Agora o Reino Unido assiste a um Parlamento rachado. Isso pode significar uma série de cenários, incluindo a possibilidade de que Corbyn se torne primeiro-ministro. Mesmo que isso não aconteça, há poucas chances de que ele deixe o banco da frente. May pode unir uma pequena maioria ou obter apoio suficiente para um governo minoritário, mas está aparentemente pendurada por um fio. Sua voz tremeu no início da manhã de ontem quando aceitou a vitória em seu próprio círculo eleitoral, com suas promessas de estabilidade soando mais como delírio.
O Partido Trabalhista pressiona para que ela renuncie, e pelo menos um conservador do Parlamento já pareceu sugerir que May pode mesmo sair.
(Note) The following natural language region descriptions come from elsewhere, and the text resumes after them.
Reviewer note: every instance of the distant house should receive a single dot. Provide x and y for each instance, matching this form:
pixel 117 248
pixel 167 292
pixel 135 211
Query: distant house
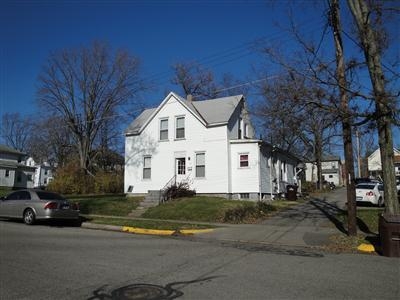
pixel 375 163
pixel 331 170
pixel 14 172
pixel 43 172
pixel 209 144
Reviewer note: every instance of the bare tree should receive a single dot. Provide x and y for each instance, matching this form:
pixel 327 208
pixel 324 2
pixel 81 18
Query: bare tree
pixel 346 117
pixel 384 103
pixel 51 141
pixel 83 86
pixel 15 130
pixel 292 123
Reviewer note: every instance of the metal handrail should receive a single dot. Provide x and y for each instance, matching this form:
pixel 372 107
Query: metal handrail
pixel 170 182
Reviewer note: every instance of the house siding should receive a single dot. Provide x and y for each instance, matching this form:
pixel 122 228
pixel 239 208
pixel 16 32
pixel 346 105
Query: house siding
pixel 198 138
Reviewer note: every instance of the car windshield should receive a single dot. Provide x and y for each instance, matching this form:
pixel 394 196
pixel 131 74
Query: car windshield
pixel 49 196
pixel 365 186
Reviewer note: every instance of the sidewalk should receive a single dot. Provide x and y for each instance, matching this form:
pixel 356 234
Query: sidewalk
pixel 305 225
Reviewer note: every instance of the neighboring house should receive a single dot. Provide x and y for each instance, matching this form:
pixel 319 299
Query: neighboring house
pixel 375 164
pixel 43 172
pixel 14 172
pixel 331 170
pixel 209 144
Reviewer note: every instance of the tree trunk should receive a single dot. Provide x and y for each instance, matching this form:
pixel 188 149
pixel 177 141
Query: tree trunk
pixel 383 110
pixel 346 119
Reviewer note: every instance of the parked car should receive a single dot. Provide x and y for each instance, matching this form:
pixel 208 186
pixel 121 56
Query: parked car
pixel 370 192
pixel 32 204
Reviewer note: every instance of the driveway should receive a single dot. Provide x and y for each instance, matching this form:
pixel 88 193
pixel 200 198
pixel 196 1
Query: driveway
pixel 305 225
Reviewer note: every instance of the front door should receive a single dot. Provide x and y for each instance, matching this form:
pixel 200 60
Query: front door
pixel 180 168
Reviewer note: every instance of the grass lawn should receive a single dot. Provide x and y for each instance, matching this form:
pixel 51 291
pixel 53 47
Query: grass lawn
pixel 109 205
pixel 214 209
pixel 205 209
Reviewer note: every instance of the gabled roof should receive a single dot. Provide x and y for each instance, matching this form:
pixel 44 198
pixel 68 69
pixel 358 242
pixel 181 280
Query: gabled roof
pixel 209 112
pixel 6 149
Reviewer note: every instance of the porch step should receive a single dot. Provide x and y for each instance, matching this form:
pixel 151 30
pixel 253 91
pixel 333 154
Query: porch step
pixel 152 199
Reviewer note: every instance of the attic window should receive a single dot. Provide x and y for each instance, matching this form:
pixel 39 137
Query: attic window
pixel 180 128
pixel 163 129
pixel 243 160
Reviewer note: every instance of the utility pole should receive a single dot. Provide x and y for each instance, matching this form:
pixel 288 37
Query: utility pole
pixel 346 118
pixel 358 153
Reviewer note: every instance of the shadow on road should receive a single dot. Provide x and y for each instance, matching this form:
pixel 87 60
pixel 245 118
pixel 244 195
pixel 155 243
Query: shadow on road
pixel 331 211
pixel 144 291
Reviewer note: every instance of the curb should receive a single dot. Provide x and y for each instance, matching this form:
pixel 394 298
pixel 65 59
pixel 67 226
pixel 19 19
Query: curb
pixel 145 231
pixel 366 248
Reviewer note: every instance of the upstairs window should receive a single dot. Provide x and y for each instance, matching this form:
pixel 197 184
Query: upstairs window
pixel 147 167
pixel 200 165
pixel 180 128
pixel 163 129
pixel 243 160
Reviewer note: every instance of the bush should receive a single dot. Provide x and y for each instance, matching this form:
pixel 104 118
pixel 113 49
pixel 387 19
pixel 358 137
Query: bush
pixel 248 212
pixel 179 190
pixel 308 187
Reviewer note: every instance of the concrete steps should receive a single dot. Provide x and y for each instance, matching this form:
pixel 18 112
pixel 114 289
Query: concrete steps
pixel 152 199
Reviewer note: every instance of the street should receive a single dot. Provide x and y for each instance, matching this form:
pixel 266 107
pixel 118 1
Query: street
pixel 49 262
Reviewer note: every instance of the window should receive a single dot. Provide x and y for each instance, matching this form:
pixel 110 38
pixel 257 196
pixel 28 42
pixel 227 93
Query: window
pixel 200 164
pixel 180 128
pixel 243 160
pixel 181 166
pixel 163 129
pixel 147 167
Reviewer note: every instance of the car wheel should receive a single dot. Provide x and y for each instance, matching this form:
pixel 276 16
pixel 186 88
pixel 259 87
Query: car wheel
pixel 29 216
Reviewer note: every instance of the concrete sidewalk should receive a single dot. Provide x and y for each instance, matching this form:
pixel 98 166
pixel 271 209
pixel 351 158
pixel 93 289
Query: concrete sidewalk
pixel 306 225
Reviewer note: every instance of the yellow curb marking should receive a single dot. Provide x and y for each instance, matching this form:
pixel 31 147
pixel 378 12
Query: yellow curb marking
pixel 194 231
pixel 366 248
pixel 147 231
pixel 163 232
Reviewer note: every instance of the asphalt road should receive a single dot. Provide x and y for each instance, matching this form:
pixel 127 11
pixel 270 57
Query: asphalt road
pixel 47 262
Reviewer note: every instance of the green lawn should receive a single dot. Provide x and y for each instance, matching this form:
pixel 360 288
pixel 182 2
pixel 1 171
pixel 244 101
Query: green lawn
pixel 205 209
pixel 110 205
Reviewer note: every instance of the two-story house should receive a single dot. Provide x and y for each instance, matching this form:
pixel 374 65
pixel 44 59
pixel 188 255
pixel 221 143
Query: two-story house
pixel 210 144
pixel 43 172
pixel 331 167
pixel 14 172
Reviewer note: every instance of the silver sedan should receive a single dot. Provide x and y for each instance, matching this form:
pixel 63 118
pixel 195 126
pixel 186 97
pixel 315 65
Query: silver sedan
pixel 31 205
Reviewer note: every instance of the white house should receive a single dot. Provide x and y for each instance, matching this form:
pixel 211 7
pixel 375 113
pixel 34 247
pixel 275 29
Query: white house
pixel 331 170
pixel 13 170
pixel 43 172
pixel 375 163
pixel 209 144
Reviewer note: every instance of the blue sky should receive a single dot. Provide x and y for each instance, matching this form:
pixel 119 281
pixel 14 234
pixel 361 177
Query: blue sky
pixel 160 33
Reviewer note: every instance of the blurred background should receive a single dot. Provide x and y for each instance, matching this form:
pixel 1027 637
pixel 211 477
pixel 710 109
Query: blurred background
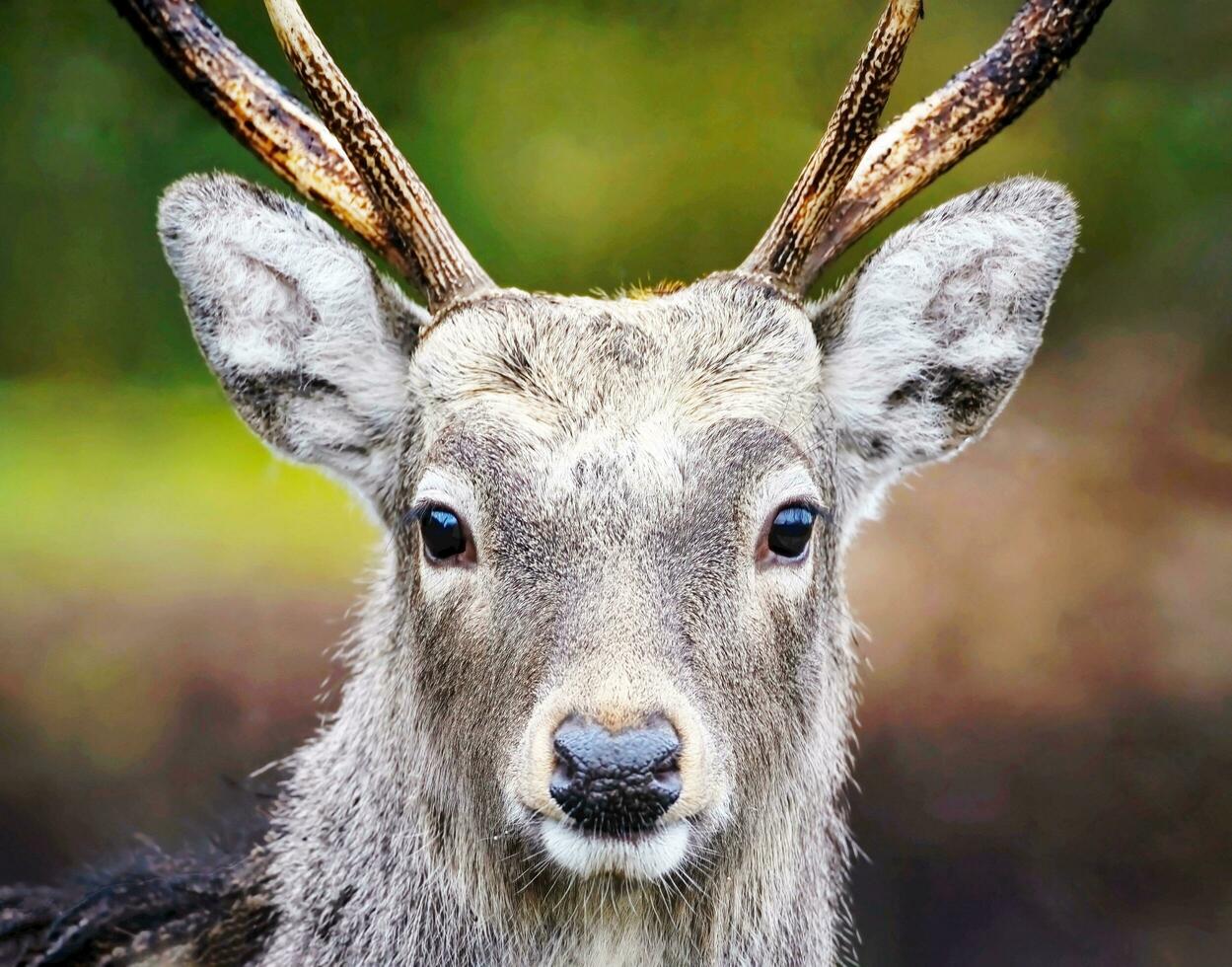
pixel 1045 770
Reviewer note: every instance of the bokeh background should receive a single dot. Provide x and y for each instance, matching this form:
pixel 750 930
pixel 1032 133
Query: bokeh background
pixel 1045 773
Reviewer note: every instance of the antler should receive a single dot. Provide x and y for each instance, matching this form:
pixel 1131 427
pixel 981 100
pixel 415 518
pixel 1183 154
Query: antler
pixel 349 165
pixel 852 125
pixel 923 143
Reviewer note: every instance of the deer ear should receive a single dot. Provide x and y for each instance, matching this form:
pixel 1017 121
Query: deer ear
pixel 925 342
pixel 308 340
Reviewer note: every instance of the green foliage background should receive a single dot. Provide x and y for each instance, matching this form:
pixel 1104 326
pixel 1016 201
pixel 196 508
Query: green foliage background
pixel 1047 740
pixel 593 144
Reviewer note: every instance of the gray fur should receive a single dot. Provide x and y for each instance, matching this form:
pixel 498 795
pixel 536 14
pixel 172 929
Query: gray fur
pixel 616 462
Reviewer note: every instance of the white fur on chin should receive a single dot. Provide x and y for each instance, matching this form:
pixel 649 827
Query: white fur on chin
pixel 648 857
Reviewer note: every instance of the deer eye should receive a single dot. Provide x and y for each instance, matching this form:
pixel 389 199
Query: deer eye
pixel 443 532
pixel 790 531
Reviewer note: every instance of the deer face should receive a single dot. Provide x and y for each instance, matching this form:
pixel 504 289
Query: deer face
pixel 616 525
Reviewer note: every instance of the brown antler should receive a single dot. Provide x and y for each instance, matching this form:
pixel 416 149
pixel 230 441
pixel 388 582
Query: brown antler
pixel 410 232
pixel 785 247
pixel 948 125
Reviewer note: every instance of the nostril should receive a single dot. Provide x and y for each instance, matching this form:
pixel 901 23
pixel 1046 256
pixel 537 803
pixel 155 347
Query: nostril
pixel 616 782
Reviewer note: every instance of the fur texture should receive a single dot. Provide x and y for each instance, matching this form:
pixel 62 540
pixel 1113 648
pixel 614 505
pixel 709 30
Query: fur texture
pixel 616 465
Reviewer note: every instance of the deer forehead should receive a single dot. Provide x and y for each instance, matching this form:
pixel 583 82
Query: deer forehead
pixel 572 381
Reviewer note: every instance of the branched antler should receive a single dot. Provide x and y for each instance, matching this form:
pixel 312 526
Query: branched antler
pixel 347 175
pixel 921 144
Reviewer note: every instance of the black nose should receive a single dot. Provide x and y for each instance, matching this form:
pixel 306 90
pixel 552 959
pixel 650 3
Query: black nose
pixel 616 782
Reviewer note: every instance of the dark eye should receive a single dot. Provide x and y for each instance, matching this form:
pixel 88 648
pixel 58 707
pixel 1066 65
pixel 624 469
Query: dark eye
pixel 444 535
pixel 790 531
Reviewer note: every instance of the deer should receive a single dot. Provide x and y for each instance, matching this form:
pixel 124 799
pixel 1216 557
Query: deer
pixel 602 693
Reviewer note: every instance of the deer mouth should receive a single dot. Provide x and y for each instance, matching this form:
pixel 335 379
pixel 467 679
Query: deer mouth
pixel 647 854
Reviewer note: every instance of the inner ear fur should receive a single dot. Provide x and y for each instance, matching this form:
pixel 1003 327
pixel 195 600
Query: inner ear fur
pixel 923 345
pixel 308 340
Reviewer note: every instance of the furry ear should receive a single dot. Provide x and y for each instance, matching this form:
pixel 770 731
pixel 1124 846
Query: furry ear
pixel 308 340
pixel 925 342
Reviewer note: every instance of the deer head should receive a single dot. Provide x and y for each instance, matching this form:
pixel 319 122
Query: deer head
pixel 610 642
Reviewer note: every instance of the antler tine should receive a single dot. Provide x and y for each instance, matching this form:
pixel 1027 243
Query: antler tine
pixel 446 270
pixel 783 249
pixel 948 125
pixel 261 114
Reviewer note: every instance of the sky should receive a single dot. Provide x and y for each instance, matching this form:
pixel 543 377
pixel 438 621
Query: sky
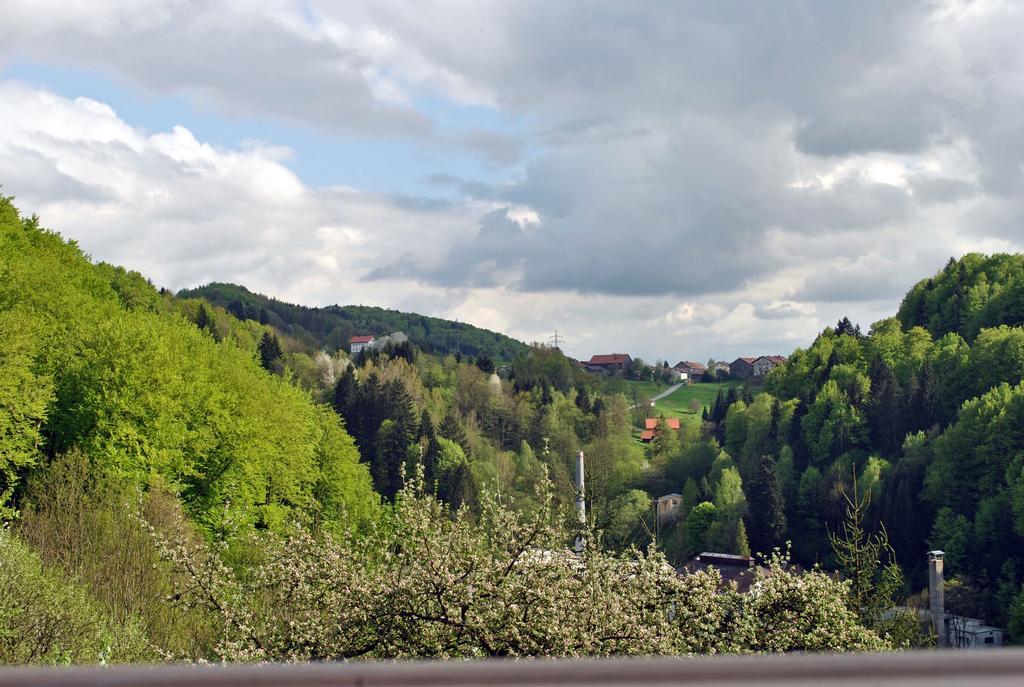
pixel 676 180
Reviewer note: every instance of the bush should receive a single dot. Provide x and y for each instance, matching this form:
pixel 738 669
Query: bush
pixel 46 618
pixel 88 525
pixel 433 584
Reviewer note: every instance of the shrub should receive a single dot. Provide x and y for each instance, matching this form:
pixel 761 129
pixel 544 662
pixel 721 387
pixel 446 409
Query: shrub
pixel 46 618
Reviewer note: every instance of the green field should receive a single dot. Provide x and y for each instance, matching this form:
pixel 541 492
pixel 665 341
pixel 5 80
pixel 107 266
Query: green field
pixel 676 404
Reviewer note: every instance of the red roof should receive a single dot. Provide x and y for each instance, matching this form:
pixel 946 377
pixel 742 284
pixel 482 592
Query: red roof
pixel 611 358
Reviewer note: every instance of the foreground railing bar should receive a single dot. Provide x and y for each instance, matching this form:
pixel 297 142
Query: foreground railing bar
pixel 935 669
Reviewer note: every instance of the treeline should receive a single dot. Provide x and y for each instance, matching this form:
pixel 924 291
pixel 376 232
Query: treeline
pixel 178 481
pixel 925 413
pixel 330 328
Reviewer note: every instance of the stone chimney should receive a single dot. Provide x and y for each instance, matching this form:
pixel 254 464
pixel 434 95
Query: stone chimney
pixel 936 596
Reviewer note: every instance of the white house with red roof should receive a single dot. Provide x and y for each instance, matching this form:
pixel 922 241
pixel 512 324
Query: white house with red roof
pixel 766 363
pixel 608 363
pixel 690 371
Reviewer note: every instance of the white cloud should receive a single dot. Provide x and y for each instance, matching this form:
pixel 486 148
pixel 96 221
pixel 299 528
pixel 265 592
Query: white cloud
pixel 710 180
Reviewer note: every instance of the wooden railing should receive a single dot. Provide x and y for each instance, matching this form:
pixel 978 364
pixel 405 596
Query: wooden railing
pixel 935 669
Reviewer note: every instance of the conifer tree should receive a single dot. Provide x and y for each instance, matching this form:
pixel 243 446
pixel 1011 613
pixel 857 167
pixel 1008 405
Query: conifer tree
pixel 767 510
pixel 269 353
pixel 886 423
pixel 203 317
pixel 426 428
pixel 386 465
pixel 452 429
pixel 740 547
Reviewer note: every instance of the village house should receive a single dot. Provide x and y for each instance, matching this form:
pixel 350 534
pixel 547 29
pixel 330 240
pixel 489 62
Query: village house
pixel 741 368
pixel 732 568
pixel 611 363
pixel 650 427
pixel 766 363
pixel 668 508
pixel 694 371
pixel 357 343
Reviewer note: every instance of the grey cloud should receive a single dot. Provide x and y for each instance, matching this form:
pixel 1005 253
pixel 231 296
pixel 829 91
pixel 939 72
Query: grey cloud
pixel 941 189
pixel 499 148
pixel 37 178
pixel 243 63
pixel 857 284
pixel 783 310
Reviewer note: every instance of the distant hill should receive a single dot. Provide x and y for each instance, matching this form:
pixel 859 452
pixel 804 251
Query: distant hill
pixel 331 327
pixel 968 295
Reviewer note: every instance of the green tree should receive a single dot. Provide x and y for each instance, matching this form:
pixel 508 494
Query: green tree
pixel 868 562
pixel 767 510
pixel 269 353
pixel 698 522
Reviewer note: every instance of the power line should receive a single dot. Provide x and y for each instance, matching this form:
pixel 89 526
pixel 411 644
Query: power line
pixel 556 341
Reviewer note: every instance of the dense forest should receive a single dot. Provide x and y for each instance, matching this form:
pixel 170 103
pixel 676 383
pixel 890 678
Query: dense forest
pixel 330 328
pixel 182 479
pixel 926 411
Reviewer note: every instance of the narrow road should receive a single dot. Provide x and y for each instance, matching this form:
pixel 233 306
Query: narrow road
pixel 668 392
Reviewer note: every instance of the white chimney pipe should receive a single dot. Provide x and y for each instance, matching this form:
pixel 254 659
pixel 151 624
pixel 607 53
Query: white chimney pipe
pixel 581 500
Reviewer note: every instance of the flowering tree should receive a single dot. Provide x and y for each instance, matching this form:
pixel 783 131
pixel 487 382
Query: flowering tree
pixel 428 583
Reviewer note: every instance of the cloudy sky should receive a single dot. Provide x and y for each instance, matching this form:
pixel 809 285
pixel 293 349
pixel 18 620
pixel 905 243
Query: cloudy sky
pixel 674 180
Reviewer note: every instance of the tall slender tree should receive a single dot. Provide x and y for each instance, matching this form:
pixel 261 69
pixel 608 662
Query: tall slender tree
pixel 767 510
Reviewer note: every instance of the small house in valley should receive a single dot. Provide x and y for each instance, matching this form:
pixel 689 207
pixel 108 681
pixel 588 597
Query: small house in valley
pixel 357 343
pixel 650 427
pixel 694 371
pixel 741 368
pixel 610 363
pixel 766 363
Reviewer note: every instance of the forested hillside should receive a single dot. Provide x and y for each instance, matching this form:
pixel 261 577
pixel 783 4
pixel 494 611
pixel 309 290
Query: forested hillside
pixel 927 410
pixel 331 327
pixel 176 483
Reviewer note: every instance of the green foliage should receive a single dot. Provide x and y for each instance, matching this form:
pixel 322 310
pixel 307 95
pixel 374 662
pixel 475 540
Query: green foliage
pixel 25 397
pixel 698 523
pixel 87 525
pixel 868 562
pixel 969 295
pixel 117 374
pixel 45 618
pixel 435 585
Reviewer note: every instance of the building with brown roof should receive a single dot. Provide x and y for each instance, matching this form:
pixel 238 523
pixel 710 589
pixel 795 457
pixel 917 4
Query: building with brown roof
pixel 766 363
pixel 357 343
pixel 694 371
pixel 610 363
pixel 650 426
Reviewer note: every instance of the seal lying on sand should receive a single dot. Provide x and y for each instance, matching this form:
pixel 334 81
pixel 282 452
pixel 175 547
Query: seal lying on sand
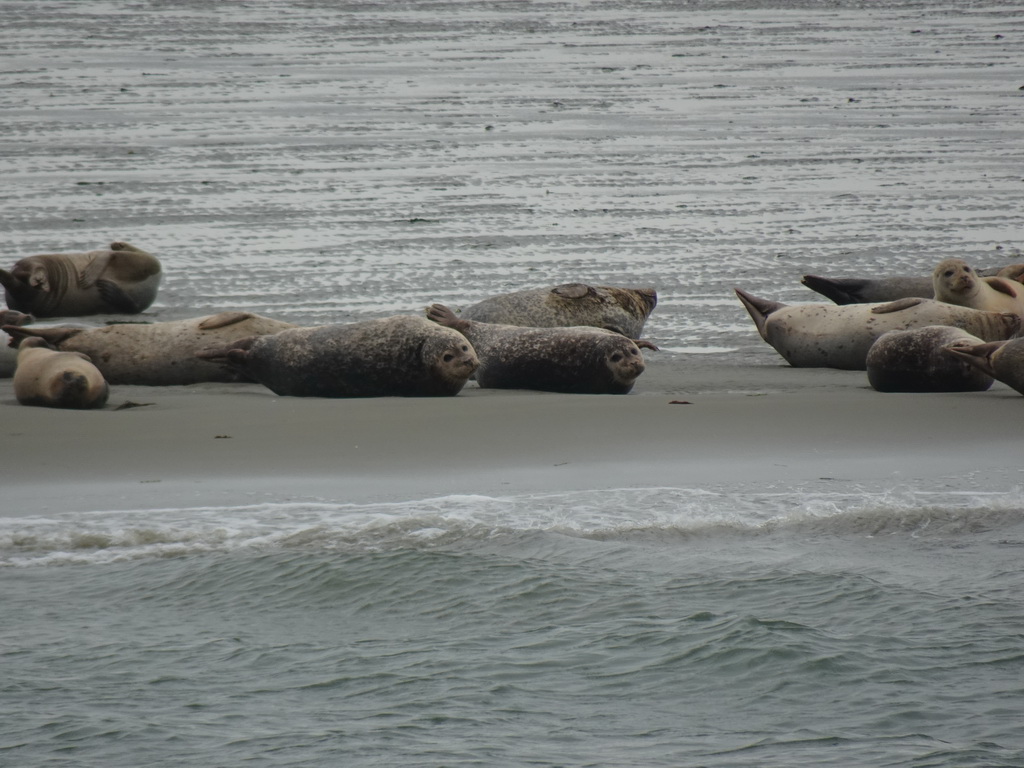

Se ela fizer isso, será o mandato de premier mais curto desde a década de 1920.
Uma eleição convocada antecipadamente para dar a estabilidade antes das negociações do Brexit pode acabar surtindo o efeito contrário. Há rumores que isso poderá levar a outro referendo ou a outras eleições. No mínimo, o Reino Unido pode ter que pedir à União Europeia uma prorrogação para o início das negociações do Brexit, a partir deste mês. Neste momento, a única certeza sobre o futuro do Reino Unido é a própria incerteza.